Acca Larentia.—¿Qué voy a hacer? He de conocer mi futuro y para ello es preciso que vea tus entrañas. Prepárate a morir. Tardaré solo un segundo.
La gallina.—Te insto a que tengas un poquito de paciencia, porque te estás equivocando de medio a medio.
Acca Larentia.—(Aparte.) Esto no me ha sucedido las otras veces que he consultado los augurios.
La gallina.—Imagino que quieres verme las tripas para adivinar el porvenir, ¿me equivoco?
Acca Larentia.—En absoluto.
La gallina.—Pues no es así como se hace.
Acca Larentia.—Yo siempre lo he visto llevar a cabo de esa manera.
La gallina.—Porque la gente es muy bruta. Pero tú fíjate en el significado de la palabra ‘auspicio’.
Acca Larentia.—¡Por todos los dioses!¡Una gallina me da lecciones de etimología!
La gallina.—Quieres pincharme para averiguar si los auspicios para tu futuro serán buenos o malos; pero auspicio viene de ‘avis’, ave, y ‘spicio’, qué significa «mirar». O sea, que básicamente estamos hablando de mirar a las aves, pero no de rajarles las tripas. Tú mírame todo lo que quieras, pero no me claves ese cuchillo.
Acca Larentia.—¡Después de haberme pasado varias horas afilándolo, sería un desperdicio de energía!
La gallina.—Veamos si podemos llegar a un acuerdo que nos convenga a ambas. Pero primero haz el favor de soltarme el cuello. (Acca Larentia lo hace.) ¡Ay, mucho mejor!
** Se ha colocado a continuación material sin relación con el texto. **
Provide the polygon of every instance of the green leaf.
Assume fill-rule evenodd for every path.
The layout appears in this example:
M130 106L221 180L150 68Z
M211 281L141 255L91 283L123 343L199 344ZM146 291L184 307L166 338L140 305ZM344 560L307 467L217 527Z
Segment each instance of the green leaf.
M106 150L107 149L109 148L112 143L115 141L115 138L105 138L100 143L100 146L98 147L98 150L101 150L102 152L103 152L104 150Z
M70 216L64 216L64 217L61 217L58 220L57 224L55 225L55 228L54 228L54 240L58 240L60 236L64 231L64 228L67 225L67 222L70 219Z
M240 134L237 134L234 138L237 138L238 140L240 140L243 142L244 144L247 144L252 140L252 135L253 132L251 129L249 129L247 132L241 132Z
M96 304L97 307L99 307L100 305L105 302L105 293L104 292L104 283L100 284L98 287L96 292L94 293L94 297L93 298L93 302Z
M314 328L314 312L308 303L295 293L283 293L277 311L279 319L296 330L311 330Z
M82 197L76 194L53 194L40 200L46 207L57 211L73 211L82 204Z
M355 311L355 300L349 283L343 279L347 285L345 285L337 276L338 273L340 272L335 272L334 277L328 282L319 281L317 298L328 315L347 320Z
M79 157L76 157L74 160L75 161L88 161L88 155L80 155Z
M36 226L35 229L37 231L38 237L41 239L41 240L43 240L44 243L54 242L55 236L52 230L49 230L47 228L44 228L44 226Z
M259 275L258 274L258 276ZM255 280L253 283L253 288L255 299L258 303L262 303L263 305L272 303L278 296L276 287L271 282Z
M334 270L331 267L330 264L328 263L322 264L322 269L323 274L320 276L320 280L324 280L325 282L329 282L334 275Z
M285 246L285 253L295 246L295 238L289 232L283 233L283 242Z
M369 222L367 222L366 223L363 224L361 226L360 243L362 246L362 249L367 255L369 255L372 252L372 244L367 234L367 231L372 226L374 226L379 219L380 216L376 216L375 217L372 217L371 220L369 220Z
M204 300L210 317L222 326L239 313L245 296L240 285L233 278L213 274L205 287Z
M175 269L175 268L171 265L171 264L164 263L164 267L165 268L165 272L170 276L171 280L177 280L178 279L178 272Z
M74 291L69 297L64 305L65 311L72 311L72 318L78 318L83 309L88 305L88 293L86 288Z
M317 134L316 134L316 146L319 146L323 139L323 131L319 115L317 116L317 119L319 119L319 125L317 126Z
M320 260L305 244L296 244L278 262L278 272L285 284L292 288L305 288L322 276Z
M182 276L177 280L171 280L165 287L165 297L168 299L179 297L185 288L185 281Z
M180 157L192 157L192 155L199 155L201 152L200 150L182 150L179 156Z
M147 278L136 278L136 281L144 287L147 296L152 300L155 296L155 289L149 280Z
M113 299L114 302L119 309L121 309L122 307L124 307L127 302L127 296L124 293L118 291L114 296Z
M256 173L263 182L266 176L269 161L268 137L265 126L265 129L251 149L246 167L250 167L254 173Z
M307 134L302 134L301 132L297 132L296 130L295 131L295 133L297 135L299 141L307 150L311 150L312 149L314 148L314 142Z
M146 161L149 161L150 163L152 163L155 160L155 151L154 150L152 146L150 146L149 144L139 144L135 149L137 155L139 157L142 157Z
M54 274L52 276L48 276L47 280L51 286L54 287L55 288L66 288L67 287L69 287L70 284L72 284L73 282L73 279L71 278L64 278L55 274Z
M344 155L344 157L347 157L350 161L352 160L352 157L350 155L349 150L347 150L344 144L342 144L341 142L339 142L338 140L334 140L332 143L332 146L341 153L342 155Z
Acca Larentia.—¿Qué me propones?
La gallina.—Es bien sencillo: yo te cuento todo lo que tú quieras saber de tu futuro y tú, en cambio, me dejas en libertad. Hay un gallo nuevo en el gallinero que tiene muy buen tipo y no quisiera acabar en una cazuela antes de tener una experiencia vital con el susodicho.
Acca Larentia.—¡Qué redicha! ¿Y cómo sabrás qué va a acontecerme en el futuro?
La gallina.—Lo sé.
Acca Larentia.—No me lo creo.
La gallina.—¡Qué incongruentes sois los humanos! ¿De modo que estabas dispuesta abrirme en canal y a mancharte de sangre tus preciosos dedos, toqueteándome los intestinos (que están llenos de gusanos a medio digerir, por cierto) porque creías firmemente que ahí está escrito todo el futuro, pero te resistes a creer que yo lo pueda saber?
Acca Larentia.—Visto así...
La gallina.—Tendrás que confiar en mí.
Acca Larentia.—Si de verdad tienes esos poderes adivinatorios, dime algo de mi persona que nadie sepa.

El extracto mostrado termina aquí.